F-NZ, or “ENNUZETTO,” was a secret joint services project led by Admiral Hasagawa Hideo. Captain Mitsui was also involved with the ultra secretive F-NZ laboratory at Konan. [15] F-NZ was said to be a joint forces amalgamation of efforts by the previous Nishina Project and the Kyoto project. It has also been associated with General Kawashima and the 8th Imperial Army Laboratory in Korea. The relationships between these organisations remains unclear.

The history of F-NZ is less clear and only came to light from the escape from North Korea of Chemical Engineer Otogoro Natsume in October 1946. This forced US Army Intelligence to re-open investigation of the Japanese Atomic bomb project. Earlier in August 1945 the OSS had parachuted into Korea just one day after the formal signing of a peace agreement aboard USS Missouri. This had led to a clash with the Manhattan Committee which wanted to keep the Japanese Atomic bomb project secret. Part of this desire appears founded on a secret agreement with the Japanese for USA to acquire all research details from Unit 731 and from Japanese nuclear projects. This was highlighted in 2002 when documents about the Japanese A-bomb project were returned to the Japanese Government, which refuses to make them public. Immediately following Japan’s surrender the American military Government in Japan, SCAP exercised draconian powers of censorship to silence Japan’s scientists about their wartime activities.

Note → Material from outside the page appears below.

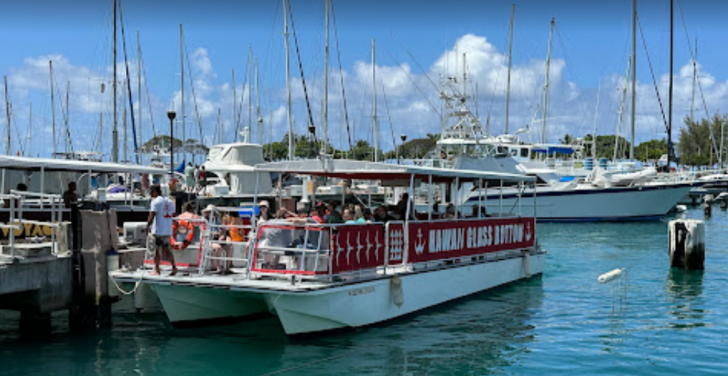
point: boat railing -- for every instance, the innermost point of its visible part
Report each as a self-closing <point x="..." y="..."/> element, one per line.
<point x="341" y="252"/>
<point x="16" y="205"/>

Konan was captured quite suddenly and unexpectedly by Soviet paratroop assault 24 August 1945. In October 1946 a chemical engineer Otogoro Natsume stole a fishing boat and escaped to reach American lines in South Korea where he was interrogated. Otogoro Natsume corroborated Snell’s account of a nuclear test blast and asserted that scientists working for F-NZ who were captured by the Soviets, included Oishi Takeo, Wakabayashi Tadashiro, Takahashi Rikizo, Sato Sei, Fukuda Koken and Tsuchida Meiro, none were physicists and all were under the command of Admiral Hasegawa Hideo.